In my cages, the sand is too far off. To obtain it, the Spider would
have to leave the top of the dome, where the nest is being built on its
trellis-work support; she would have to come down some nine inches. The
worker refuses to take this trouble, which, if repeated in the case of
each grain, would make the action of the spinnerets too irksome. She
also refuses to do so when, for reasons which I have not fathomed, the
site chosen is some way up in the tuft of rosemary. But, when the nest
touches the ground, the clay rampart is never missing.

Are we to see in this fact proof of an instinct capable of modification,
either making for decadence and gradually neglecting what was the
ancestors' safeguard, or making for progress and advancing, hesitatingly,
towards perfection in the mason's art?

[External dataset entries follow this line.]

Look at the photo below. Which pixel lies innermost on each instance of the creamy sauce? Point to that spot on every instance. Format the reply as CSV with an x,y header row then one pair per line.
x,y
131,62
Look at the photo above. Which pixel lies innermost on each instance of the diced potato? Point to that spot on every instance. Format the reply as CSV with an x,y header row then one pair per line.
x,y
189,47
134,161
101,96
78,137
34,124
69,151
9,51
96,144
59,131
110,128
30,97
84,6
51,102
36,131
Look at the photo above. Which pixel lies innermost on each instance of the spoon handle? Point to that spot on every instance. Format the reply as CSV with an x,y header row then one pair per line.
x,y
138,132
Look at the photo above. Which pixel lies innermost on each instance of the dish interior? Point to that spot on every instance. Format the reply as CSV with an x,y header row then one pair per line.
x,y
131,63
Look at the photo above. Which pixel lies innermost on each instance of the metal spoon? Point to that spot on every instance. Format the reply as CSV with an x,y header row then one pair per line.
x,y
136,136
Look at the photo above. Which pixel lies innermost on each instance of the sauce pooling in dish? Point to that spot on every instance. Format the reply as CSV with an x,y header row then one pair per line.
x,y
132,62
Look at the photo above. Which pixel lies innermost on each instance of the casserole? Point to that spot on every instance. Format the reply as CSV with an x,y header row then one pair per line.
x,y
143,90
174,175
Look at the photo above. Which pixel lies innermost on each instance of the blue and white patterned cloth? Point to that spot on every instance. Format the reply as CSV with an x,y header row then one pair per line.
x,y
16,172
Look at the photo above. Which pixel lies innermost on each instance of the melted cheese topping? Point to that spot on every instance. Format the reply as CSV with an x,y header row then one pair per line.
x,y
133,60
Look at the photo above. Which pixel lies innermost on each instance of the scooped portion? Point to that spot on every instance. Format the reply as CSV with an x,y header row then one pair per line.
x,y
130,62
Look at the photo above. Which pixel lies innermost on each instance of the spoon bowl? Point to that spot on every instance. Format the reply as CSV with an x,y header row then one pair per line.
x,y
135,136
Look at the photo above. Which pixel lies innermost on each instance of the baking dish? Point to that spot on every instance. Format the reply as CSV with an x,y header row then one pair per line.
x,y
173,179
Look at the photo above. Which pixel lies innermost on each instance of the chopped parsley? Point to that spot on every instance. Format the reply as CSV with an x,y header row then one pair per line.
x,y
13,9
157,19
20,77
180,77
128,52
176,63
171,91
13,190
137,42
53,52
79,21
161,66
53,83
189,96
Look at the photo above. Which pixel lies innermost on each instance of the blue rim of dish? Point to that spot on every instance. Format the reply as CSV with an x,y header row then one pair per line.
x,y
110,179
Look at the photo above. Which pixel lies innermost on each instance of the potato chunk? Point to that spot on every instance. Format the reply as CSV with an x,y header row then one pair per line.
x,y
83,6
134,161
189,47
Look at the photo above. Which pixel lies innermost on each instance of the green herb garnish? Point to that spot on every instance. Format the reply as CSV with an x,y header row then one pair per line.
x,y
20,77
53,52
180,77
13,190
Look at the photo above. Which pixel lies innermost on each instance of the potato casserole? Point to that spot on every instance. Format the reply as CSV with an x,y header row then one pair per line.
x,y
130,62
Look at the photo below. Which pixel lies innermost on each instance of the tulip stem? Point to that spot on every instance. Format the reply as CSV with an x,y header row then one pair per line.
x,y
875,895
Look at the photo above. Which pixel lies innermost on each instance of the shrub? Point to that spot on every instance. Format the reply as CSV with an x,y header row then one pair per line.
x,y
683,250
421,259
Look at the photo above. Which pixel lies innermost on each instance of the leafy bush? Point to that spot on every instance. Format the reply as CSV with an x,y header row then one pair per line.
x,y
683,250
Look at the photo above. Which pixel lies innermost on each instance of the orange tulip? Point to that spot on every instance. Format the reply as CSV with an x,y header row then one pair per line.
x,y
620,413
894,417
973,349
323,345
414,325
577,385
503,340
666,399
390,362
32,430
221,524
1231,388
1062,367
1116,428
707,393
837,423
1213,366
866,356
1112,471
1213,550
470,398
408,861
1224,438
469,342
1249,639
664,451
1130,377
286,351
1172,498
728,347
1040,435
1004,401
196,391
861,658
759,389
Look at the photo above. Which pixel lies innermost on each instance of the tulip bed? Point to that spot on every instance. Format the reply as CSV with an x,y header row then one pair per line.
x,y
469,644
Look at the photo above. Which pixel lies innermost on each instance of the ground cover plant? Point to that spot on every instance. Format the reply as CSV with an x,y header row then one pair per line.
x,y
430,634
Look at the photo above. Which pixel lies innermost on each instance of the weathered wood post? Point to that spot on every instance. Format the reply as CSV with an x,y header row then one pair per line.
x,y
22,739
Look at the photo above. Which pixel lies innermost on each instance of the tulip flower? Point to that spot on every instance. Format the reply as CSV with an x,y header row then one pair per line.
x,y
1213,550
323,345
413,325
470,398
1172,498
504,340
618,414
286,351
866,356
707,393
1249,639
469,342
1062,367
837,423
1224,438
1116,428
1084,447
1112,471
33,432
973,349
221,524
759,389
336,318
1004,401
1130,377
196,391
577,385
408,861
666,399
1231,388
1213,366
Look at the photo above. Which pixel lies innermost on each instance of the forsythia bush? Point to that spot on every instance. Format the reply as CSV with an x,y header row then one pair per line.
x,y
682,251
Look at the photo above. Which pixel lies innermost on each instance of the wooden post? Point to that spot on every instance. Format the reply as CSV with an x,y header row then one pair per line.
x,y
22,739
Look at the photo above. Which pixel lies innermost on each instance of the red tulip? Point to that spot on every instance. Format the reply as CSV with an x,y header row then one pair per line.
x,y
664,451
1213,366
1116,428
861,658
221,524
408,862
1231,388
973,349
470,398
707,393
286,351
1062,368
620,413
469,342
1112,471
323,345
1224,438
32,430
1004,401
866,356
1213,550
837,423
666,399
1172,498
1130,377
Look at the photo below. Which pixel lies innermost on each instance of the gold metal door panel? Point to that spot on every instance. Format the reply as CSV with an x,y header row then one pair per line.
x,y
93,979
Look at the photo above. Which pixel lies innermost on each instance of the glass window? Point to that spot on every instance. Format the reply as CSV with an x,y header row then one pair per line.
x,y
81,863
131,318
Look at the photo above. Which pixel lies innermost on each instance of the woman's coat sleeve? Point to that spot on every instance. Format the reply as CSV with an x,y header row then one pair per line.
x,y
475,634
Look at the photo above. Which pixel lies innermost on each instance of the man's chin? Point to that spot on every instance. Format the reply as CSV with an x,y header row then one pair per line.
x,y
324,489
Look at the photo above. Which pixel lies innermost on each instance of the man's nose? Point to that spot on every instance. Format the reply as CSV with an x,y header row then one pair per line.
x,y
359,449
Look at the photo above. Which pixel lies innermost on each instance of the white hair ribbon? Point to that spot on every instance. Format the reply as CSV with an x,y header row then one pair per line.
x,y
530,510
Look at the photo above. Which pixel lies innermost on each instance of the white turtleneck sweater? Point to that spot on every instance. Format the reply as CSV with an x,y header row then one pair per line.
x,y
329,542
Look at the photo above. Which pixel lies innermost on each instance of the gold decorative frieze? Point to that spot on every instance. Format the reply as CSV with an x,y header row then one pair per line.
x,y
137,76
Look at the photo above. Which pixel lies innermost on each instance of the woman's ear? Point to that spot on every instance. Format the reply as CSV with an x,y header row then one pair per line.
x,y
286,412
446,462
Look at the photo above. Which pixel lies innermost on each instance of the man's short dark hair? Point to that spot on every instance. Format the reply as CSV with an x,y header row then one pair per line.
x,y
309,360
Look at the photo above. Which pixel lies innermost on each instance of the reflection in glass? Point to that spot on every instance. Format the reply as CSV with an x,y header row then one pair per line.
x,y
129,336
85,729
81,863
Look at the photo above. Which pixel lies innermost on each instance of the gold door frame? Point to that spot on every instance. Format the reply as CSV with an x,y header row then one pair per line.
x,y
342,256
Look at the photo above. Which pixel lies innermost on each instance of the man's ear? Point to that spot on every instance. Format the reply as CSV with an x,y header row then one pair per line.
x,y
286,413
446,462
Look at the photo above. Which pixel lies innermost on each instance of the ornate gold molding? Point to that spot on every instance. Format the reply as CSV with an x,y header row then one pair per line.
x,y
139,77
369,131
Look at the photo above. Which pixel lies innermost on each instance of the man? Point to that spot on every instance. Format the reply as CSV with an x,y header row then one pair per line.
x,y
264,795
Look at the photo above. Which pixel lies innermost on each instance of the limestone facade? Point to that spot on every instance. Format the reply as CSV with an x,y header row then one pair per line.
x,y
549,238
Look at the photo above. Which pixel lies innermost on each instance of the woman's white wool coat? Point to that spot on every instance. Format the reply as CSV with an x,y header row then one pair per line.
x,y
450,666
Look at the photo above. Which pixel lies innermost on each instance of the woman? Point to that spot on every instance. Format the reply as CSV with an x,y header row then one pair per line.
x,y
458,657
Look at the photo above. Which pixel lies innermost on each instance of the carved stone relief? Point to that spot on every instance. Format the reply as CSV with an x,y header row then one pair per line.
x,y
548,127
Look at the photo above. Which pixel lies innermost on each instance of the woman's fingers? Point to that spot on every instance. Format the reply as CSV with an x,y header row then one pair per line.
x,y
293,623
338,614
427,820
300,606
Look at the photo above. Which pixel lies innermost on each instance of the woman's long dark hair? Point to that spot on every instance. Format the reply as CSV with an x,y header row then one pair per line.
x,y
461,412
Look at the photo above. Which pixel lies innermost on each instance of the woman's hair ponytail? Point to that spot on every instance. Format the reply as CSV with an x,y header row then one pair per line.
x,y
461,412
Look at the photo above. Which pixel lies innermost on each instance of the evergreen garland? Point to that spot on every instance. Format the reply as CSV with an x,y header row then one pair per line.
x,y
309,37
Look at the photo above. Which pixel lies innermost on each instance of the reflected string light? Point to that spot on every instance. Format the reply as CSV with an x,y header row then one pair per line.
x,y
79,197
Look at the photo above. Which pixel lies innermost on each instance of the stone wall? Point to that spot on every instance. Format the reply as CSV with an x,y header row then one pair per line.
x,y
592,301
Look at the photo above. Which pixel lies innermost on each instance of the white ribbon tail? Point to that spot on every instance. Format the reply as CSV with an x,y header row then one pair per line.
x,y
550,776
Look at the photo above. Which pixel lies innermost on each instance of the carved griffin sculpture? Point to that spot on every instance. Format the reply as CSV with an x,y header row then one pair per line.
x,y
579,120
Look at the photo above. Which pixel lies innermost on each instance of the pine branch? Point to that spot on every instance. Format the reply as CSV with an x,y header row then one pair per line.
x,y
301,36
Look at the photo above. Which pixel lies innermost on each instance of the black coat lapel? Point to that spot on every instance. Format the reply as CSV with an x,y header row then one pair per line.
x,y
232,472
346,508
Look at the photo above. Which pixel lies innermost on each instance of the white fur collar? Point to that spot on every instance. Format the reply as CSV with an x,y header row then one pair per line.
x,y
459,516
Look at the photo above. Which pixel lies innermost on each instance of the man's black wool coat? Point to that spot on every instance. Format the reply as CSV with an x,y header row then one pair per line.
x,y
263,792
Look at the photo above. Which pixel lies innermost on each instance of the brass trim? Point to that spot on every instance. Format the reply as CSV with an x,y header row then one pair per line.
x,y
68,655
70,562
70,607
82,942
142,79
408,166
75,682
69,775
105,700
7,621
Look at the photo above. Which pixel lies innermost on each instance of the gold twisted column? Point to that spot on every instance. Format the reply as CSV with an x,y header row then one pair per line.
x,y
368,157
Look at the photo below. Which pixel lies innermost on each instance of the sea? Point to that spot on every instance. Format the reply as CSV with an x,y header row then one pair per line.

No inference is permissible in
either direction. The Labyrinth Spider has simply taught us that
instinct possesses resources which are employed or left latent according
to the conditions of the moment. Place sand under her legs and the
spinstress will knead concrete; refuse her that sand, or put it out of
her reach, and the Spider will remain a simple silk-worker, always ready,
however, to turn mason under favourable conditions. The aggregate of
things that come within the observer's scope proves that it were mad to
expect from her any further innovations, such as would utterly change her
methods of manufacture and cause her, for instance, to abandon her cabin,
with its two entrance-halls and its star-like tabernacle, in favour of
the Banded Epeira's pear-shaped gourd.